Now, he needed it to calm down before he could continue. So he waited patiently for the pain to ebb to manageable levels.

The room was in darkness, but caught the ambient lighting from the street lights as well as from a security light on the front window display. He could see sufficiently for his purpose and looking across the room, espied his first objective.

He was about to move when something he saw caused him to freeze again, maintaining his start pose.

A long thin beam of light appeared just a few feet in front of him.

It formed a curtain of glare that he couldn’t see through as it moved steadily towards him. Weird, or what?

What was this, an unexpected security feature?

He looked up, but discovered nothing that could create this illuminated curtain.

Zeke went to move aside, as he did so it changed direction to intercept him.

The colour of the beam changed from white to red and then to a polar ice blue as if it had detected his proximity.

His hands on the floor in front were caught first. The light appearing so intense at the point of contact with his gloves, that it seemed to illuminate the finger joints inside as it progressed past his knuckles up his hands continuing on towards his body.

Still frozen not daring to move, a strange tingling sensation, similar to pins and needles except much more intense, spread wherever the beam touched him. It wasn’t painful, although it set his teeth on edge making them vibrate as it approached closer to his face.

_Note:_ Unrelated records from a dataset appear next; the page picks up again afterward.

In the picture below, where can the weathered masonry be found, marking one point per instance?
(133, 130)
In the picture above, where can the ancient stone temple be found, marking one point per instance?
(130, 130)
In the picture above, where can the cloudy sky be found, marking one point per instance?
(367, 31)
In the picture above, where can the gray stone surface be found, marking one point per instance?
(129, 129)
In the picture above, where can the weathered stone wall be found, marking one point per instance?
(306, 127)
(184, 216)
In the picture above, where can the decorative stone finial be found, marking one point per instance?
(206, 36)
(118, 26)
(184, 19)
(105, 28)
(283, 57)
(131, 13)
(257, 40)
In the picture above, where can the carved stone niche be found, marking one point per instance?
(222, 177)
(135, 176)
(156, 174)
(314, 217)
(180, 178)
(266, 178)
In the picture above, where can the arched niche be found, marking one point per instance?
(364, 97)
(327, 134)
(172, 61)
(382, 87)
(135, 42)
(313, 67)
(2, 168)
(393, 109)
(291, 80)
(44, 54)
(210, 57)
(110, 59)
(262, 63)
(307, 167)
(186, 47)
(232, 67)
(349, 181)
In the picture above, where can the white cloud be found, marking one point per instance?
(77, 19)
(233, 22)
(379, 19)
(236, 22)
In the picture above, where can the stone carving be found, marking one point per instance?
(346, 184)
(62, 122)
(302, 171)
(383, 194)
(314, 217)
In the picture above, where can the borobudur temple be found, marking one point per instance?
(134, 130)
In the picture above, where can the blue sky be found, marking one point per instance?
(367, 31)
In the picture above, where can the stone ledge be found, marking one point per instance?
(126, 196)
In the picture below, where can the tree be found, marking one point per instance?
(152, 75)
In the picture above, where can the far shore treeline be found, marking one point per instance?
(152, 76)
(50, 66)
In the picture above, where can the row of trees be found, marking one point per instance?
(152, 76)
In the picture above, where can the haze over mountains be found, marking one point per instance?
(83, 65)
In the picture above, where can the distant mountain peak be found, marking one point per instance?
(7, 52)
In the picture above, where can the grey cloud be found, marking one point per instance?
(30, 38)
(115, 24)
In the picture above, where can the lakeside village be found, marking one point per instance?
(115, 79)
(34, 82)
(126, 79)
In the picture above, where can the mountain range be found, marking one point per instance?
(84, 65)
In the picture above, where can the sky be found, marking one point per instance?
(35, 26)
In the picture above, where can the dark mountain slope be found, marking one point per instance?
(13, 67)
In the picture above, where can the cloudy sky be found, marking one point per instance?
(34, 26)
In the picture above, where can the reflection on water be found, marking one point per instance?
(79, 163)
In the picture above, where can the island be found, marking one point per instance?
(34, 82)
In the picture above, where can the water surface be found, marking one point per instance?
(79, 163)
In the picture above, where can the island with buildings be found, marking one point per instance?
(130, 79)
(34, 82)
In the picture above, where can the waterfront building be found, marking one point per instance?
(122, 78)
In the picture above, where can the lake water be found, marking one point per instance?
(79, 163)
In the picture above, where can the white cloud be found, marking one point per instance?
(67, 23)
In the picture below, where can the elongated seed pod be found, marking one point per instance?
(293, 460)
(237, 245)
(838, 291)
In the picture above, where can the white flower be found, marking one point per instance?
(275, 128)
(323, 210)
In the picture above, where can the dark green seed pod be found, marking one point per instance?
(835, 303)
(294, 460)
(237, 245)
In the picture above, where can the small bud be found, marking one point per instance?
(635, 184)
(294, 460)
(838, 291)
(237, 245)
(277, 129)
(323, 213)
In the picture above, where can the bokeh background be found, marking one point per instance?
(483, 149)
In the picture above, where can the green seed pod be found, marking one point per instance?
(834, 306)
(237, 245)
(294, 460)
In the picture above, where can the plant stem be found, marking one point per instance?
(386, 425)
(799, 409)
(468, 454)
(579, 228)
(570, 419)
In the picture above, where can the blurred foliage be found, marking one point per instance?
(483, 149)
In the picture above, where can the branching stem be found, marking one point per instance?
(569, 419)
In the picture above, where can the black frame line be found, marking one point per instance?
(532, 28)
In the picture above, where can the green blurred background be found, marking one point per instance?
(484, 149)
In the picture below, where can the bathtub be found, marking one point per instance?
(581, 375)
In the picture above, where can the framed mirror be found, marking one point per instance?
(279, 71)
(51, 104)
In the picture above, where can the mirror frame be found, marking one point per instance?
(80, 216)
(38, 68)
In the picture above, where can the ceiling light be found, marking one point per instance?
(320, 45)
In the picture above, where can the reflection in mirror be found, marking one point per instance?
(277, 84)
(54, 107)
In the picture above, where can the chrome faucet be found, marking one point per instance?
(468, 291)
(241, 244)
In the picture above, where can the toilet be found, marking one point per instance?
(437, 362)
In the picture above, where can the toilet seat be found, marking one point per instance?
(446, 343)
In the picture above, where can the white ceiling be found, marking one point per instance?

He realised there must be sonic aspects to the beam. He didn’t fancy losing his fillings.

Concerned now that this might actual harm him, or cause him extreme pain, Zeke tried to move out of its path, but found that he was now frozen in place. Either that, or he was no longer in command of his muscles and limbs. Either way he was now in trouble.

His head was now an inch from the beam which was working across to him at a steady predetermined pace.

He tried to blink, couldn’t.

The light now reached his face, blinding him as it continued its journey across him. His eyes tingled making him want to rub them with his knuckles, which were also still itching from contact with the light beam.